Personal information
- Date of birth: August 6, 1971 (age 53)
- Place of birth: France
- Position(s): Defender

Senior career*
- Years: Team / Apps / (Gls)
- 1989-1996: AJ Auxerre / 28 / (0)
- Derby County / 0 / (0)
- 1997-1999: Oxford United / 28 / (1)

= Christophe Rémy =

French footballer (born 1971)

Christophe Remy (born 6 August 1971) is a French former professional footballer who played for AJ Auxerre, Derby County, and Oxford United.

==Career==
===France===
Remy played 28 games for AJ Auxerre from 1989 to 1996, when he transferred to Derby County. He failed to make an appearance for Derby and joined Oxford United on a free transfer after a successful trial in the summer of 1997.

===England===
Described as urbane and calm on the ball, Remy missed part of 1997–98 due to injury, losing his position to right-back Les Robinson.
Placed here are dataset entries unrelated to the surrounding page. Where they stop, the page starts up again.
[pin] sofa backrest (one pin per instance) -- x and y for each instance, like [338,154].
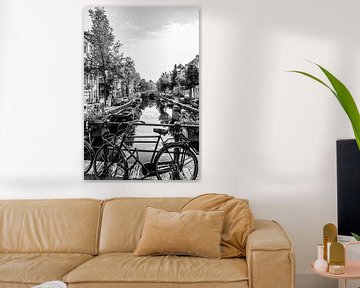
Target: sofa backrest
[123,220]
[68,226]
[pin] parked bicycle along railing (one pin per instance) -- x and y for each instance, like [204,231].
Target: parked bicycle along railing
[171,158]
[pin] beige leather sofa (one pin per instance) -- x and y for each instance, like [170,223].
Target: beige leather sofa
[89,243]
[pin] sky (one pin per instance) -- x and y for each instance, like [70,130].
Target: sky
[156,38]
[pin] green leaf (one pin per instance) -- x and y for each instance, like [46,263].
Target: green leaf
[356,236]
[344,97]
[347,102]
[316,79]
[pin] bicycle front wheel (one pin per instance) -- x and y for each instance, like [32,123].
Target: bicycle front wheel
[88,157]
[176,162]
[110,164]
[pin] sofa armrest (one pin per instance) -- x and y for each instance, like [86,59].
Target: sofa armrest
[269,256]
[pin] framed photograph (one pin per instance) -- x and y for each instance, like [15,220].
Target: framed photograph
[141,93]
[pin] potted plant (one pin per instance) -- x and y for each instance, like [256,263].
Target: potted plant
[347,102]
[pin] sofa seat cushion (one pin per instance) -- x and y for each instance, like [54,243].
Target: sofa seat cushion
[36,268]
[125,267]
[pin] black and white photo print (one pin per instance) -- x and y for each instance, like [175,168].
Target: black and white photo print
[141,93]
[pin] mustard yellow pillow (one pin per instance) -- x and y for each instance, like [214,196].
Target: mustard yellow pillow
[193,232]
[238,223]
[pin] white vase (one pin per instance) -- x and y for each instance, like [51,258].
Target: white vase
[320,264]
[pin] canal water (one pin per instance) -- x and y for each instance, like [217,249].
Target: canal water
[151,113]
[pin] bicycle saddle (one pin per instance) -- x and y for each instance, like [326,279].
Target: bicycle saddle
[161,131]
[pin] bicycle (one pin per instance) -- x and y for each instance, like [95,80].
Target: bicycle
[174,161]
[92,142]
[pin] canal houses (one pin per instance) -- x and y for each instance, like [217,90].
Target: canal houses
[91,81]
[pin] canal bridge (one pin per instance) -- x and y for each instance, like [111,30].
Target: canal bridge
[155,94]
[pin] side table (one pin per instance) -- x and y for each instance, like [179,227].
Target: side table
[352,269]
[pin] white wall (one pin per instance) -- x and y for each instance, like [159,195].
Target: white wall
[267,135]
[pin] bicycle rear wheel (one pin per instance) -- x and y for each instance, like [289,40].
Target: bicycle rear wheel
[110,164]
[88,157]
[176,162]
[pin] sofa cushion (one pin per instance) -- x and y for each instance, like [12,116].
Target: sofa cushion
[237,284]
[123,220]
[63,226]
[36,268]
[193,232]
[238,223]
[126,268]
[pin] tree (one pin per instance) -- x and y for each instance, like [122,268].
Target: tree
[173,77]
[128,73]
[105,49]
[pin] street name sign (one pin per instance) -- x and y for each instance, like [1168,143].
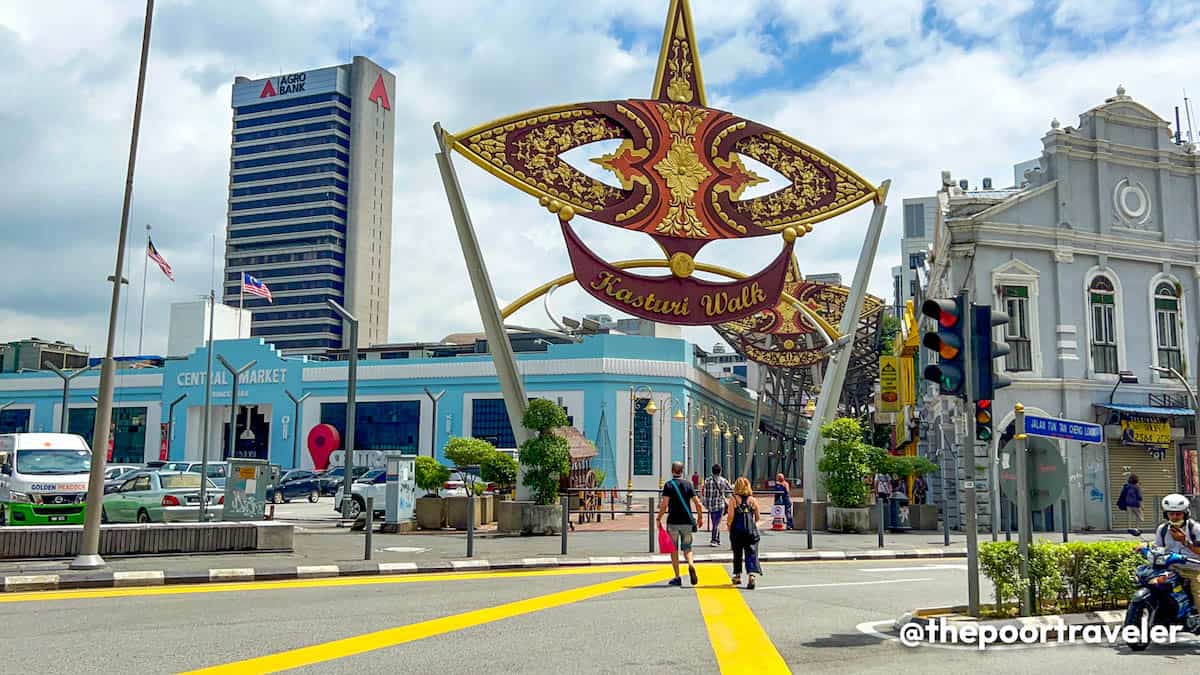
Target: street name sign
[1068,429]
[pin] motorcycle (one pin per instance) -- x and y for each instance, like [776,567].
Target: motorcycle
[1163,596]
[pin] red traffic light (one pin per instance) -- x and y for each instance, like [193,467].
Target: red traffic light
[945,311]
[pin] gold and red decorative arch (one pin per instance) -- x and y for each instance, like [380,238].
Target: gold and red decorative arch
[682,180]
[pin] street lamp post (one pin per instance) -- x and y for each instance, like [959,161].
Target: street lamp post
[669,404]
[651,407]
[234,372]
[66,390]
[171,420]
[295,428]
[433,440]
[352,387]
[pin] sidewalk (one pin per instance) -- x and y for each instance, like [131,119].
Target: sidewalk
[330,551]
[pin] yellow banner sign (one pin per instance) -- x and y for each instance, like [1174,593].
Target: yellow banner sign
[889,384]
[1144,430]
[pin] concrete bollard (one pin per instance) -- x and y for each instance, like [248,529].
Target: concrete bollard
[471,527]
[649,511]
[567,519]
[370,527]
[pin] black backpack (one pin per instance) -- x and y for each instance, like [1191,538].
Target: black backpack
[743,518]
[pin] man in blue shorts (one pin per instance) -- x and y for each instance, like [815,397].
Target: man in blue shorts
[684,517]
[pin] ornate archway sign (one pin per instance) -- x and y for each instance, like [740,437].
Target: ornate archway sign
[775,336]
[682,179]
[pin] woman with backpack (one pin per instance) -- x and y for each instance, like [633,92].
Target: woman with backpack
[743,524]
[1131,500]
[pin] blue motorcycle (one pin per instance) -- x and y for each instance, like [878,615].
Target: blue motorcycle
[1163,596]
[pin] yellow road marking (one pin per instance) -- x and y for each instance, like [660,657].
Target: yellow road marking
[738,640]
[401,634]
[88,593]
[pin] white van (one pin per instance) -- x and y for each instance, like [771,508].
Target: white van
[43,478]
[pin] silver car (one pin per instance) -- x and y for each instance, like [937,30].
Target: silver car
[160,496]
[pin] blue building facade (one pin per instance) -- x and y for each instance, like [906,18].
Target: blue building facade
[604,383]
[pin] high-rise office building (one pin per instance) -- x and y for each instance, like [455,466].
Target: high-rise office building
[310,202]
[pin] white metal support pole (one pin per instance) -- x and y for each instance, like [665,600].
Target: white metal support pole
[485,298]
[835,372]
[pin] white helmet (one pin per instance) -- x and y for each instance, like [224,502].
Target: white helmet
[1175,503]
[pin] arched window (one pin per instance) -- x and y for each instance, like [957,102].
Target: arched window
[1102,298]
[1167,326]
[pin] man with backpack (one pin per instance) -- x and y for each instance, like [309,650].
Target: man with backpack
[1181,535]
[684,517]
[717,491]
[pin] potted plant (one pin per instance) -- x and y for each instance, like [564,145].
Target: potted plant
[845,467]
[430,508]
[502,470]
[546,458]
[466,454]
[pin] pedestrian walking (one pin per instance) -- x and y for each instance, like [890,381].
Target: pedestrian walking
[678,503]
[919,490]
[784,497]
[743,524]
[882,487]
[1131,500]
[717,493]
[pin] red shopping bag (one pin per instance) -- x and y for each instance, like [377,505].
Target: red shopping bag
[666,544]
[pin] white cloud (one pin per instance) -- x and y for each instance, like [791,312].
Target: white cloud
[907,105]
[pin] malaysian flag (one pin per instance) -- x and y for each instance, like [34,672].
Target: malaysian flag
[159,260]
[255,287]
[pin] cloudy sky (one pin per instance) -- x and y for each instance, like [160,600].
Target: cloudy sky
[898,89]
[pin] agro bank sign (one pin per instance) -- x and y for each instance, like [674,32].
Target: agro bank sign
[286,85]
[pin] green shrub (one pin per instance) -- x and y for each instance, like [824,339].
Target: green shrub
[1073,577]
[501,469]
[431,475]
[546,455]
[846,463]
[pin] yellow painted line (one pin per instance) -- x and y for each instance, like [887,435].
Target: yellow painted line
[401,634]
[318,583]
[738,640]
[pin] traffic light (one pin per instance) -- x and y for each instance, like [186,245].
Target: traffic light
[948,341]
[983,419]
[984,352]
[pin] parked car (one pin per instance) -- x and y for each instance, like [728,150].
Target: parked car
[217,472]
[293,484]
[117,473]
[331,478]
[160,496]
[372,484]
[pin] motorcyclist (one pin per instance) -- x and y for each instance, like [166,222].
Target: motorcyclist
[1181,535]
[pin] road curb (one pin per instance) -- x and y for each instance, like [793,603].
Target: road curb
[111,579]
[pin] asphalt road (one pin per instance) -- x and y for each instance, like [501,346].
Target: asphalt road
[810,617]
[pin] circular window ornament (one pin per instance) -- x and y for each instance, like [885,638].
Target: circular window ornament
[1132,202]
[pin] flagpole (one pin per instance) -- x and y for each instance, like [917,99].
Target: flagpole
[145,268]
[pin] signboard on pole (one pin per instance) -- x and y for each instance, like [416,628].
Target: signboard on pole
[889,384]
[1067,429]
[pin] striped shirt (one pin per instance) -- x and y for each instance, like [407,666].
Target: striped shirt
[717,493]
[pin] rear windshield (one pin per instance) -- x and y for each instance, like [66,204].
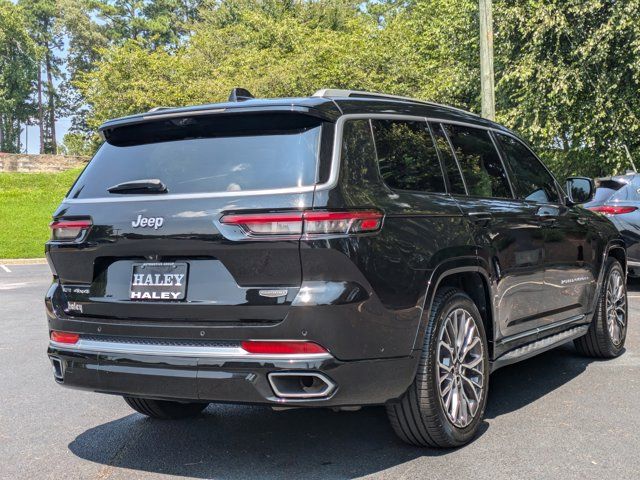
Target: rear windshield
[207,155]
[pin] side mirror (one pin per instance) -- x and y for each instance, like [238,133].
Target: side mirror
[580,189]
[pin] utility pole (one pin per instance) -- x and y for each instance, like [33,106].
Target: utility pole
[486,60]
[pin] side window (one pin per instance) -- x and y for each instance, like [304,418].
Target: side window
[450,165]
[358,153]
[479,160]
[531,180]
[407,157]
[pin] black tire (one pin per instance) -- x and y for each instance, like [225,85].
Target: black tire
[164,410]
[419,417]
[598,342]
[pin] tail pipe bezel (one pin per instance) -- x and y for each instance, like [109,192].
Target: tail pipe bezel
[290,385]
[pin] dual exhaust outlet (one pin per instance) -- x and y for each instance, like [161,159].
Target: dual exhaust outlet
[300,385]
[286,385]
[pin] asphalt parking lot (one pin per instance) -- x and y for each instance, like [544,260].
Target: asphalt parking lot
[555,416]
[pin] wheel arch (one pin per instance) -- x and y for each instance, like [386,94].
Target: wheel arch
[463,273]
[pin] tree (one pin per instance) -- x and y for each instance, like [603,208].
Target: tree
[17,72]
[42,17]
[569,77]
[284,48]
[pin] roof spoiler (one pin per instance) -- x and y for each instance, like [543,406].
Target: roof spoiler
[240,95]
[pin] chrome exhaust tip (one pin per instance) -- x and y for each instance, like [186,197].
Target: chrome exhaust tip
[301,385]
[58,370]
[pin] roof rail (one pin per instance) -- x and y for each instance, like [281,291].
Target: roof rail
[157,109]
[335,93]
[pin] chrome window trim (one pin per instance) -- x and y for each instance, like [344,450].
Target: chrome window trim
[226,353]
[331,182]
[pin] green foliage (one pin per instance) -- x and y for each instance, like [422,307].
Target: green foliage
[75,143]
[279,48]
[567,71]
[568,80]
[17,70]
[31,197]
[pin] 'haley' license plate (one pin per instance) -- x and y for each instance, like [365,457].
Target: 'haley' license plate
[158,281]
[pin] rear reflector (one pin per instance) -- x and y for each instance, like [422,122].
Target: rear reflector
[282,347]
[613,209]
[309,222]
[64,337]
[68,230]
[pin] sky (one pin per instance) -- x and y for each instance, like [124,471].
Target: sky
[33,134]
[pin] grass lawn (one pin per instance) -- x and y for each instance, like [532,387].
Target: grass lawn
[27,201]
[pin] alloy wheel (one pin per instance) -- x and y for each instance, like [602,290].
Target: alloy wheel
[460,367]
[616,307]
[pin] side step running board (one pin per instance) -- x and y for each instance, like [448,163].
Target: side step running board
[539,346]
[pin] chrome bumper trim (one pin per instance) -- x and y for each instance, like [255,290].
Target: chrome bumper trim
[227,353]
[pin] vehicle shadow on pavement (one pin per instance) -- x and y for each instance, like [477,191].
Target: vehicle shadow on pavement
[233,442]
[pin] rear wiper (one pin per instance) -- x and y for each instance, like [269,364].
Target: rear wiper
[150,185]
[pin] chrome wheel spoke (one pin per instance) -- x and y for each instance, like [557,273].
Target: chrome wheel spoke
[616,307]
[460,367]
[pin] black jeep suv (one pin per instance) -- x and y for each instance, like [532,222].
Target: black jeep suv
[340,250]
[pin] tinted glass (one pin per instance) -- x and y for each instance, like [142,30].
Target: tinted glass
[531,180]
[358,153]
[407,157]
[453,172]
[628,192]
[276,156]
[479,160]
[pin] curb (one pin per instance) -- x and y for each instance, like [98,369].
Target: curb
[23,261]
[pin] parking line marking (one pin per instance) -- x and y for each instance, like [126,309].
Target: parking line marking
[12,286]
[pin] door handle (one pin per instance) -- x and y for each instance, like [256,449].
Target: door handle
[480,217]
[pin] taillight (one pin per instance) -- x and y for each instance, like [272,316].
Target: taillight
[308,222]
[613,209]
[268,347]
[64,337]
[68,230]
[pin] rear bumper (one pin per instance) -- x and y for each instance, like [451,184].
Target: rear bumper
[227,378]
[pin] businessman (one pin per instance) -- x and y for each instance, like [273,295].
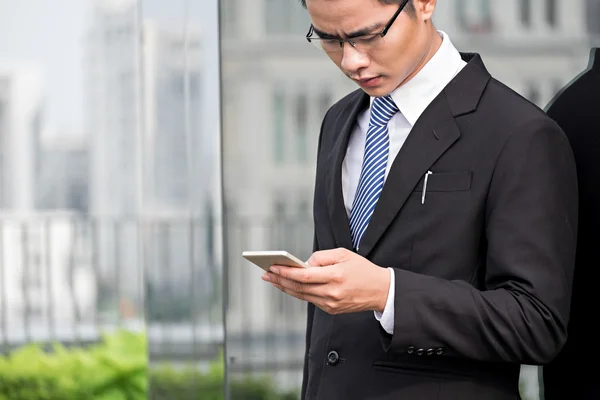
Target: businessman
[445,214]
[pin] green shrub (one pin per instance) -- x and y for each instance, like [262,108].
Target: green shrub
[117,369]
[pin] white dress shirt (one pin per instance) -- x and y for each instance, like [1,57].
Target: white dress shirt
[412,98]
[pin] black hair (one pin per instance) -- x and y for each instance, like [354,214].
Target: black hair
[409,8]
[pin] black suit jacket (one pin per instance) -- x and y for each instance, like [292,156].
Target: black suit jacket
[576,110]
[483,268]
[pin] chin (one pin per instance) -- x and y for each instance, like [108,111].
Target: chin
[378,91]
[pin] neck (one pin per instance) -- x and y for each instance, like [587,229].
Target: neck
[432,46]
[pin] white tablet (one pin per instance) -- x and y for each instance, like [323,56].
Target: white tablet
[266,259]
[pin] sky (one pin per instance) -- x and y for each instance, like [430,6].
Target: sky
[48,34]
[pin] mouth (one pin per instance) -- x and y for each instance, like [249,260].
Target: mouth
[369,82]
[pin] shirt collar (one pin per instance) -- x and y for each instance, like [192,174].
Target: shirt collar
[414,96]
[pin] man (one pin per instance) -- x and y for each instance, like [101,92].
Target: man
[575,110]
[442,282]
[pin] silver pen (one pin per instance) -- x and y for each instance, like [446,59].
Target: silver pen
[425,186]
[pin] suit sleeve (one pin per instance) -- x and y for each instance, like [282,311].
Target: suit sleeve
[521,314]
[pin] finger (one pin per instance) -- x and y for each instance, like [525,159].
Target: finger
[327,257]
[311,298]
[319,290]
[305,275]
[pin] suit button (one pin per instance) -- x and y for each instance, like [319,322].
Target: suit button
[333,357]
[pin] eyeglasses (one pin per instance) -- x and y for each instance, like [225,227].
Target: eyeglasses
[363,43]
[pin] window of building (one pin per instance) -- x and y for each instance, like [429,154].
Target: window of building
[551,13]
[593,16]
[324,103]
[229,17]
[474,16]
[525,12]
[532,93]
[285,17]
[302,127]
[279,126]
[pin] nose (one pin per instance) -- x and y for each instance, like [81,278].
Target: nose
[352,59]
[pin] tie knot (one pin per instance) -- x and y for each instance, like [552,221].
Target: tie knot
[382,110]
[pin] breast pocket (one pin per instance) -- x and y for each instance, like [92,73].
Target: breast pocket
[445,182]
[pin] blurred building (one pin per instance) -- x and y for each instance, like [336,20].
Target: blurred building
[62,175]
[147,178]
[20,116]
[46,281]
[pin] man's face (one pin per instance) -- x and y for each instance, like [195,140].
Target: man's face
[386,65]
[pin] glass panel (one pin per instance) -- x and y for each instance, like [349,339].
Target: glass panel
[179,70]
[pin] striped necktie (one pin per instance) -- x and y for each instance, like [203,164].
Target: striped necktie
[372,175]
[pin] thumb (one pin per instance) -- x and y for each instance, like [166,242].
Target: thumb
[327,257]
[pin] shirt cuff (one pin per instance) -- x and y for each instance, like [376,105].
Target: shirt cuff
[386,319]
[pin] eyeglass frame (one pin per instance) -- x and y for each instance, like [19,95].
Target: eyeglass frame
[341,41]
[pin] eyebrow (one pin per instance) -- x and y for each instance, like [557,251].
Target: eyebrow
[360,32]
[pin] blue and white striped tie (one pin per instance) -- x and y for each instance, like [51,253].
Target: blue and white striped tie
[372,175]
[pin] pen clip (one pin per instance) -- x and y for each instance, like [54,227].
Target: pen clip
[425,186]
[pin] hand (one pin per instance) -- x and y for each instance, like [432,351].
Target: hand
[338,282]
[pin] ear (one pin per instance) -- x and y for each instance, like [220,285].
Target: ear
[424,9]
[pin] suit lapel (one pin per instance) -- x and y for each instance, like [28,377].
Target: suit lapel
[337,210]
[433,134]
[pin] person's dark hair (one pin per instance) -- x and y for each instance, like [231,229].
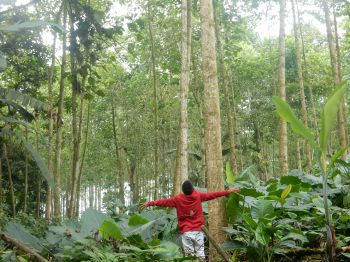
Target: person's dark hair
[187,187]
However, coach Malcolm Shotton announced that he would 'start from scratch', not based on the last season's performances. Despite expressing gratitude at the idea, the Frenchman was ruled out from the U's 1998/99 opener but was on target on 21 February even though Oxford went down 2-1 to Ipswich Town, dedicating his goal to his newborn son, Lucas.